Now Koko sniffed the bookshelf devoted to drama and nudged the copy of Androcles and the Lion.
"We had that book a few weeks ago," Qwilleran reminded him. "Try again."
This time the cat's choice was a slender paperback, Fran Brodie's playscript of the Lion in Winter.
In a flash of revelation Qwilleran remembered the young woman in the Pickax People's Bank: Letitia Penn, who turned out to be Letitia Trevelyan... and who had a friend named Lionella. Later it developed that the one name was shortened to Tish and the other to Nella.
That was the answer! That remarkable cat knew from the beginning that the Lumbertown fraud was masterminded by Nella a.k.a. Li onella! Now Qwilleran understood Koko and the lions, but what about Hermia? There was something about this H word that triggered Koko's brain cells and was supposed to trigger Qwilleran's. Yet, he was stymied - until he thought about the dictionary. His unabridged dictionary always stimulated the associative process.
As he climbed the ramp to consult its erudite pages, the Siamese followed with vertical tails. On this occasion he had a reason for allowing them into his sanctum. One of them immediately inspected the typewriter and left a few cat hairs among the type bars; the other lost no time in knocking a gold pen off the desk.

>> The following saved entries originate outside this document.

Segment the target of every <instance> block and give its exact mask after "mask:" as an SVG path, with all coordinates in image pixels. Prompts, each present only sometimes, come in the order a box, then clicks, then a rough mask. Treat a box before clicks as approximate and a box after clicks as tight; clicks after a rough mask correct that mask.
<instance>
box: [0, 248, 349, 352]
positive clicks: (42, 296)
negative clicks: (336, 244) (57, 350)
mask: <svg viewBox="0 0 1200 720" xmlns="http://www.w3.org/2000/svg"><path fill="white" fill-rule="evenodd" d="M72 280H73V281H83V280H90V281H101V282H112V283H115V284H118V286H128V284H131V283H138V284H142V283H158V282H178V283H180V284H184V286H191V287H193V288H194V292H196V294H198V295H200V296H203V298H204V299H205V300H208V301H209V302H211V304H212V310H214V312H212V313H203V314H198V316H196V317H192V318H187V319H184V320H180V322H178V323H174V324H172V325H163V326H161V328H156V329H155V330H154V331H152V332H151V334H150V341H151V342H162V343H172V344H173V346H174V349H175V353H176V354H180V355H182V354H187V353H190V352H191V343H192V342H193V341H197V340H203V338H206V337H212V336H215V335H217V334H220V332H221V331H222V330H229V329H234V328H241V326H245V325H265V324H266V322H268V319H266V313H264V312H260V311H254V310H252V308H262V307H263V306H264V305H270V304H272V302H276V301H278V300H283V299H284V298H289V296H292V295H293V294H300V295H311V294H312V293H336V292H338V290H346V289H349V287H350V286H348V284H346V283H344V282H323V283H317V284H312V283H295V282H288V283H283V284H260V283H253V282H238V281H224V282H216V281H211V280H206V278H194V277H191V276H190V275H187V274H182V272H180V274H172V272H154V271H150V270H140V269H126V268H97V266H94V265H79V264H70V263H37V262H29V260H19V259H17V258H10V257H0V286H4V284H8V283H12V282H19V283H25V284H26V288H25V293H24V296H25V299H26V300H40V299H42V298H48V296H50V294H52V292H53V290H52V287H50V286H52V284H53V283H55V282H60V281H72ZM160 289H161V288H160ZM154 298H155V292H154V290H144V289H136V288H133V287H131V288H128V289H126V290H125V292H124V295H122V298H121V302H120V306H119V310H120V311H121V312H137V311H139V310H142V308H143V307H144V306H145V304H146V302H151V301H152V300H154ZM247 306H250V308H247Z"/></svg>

Looking up the definition of Hermia, Qwilleran found what he already knew: Hermia was a lady in love with Lysander in A Midsummer Night's Dream. There were other proper nouns, however, that might have a similar sound to a cat's ear, and he read them aloud: "Hermo... Hermione... Hermitage... Hermes." Nothing attracted Koko's attention until he reached "Hermaphrodite."
The sound of the word brought an alarming response that started as an ear-splitting falsetto and ended in a menacing growl.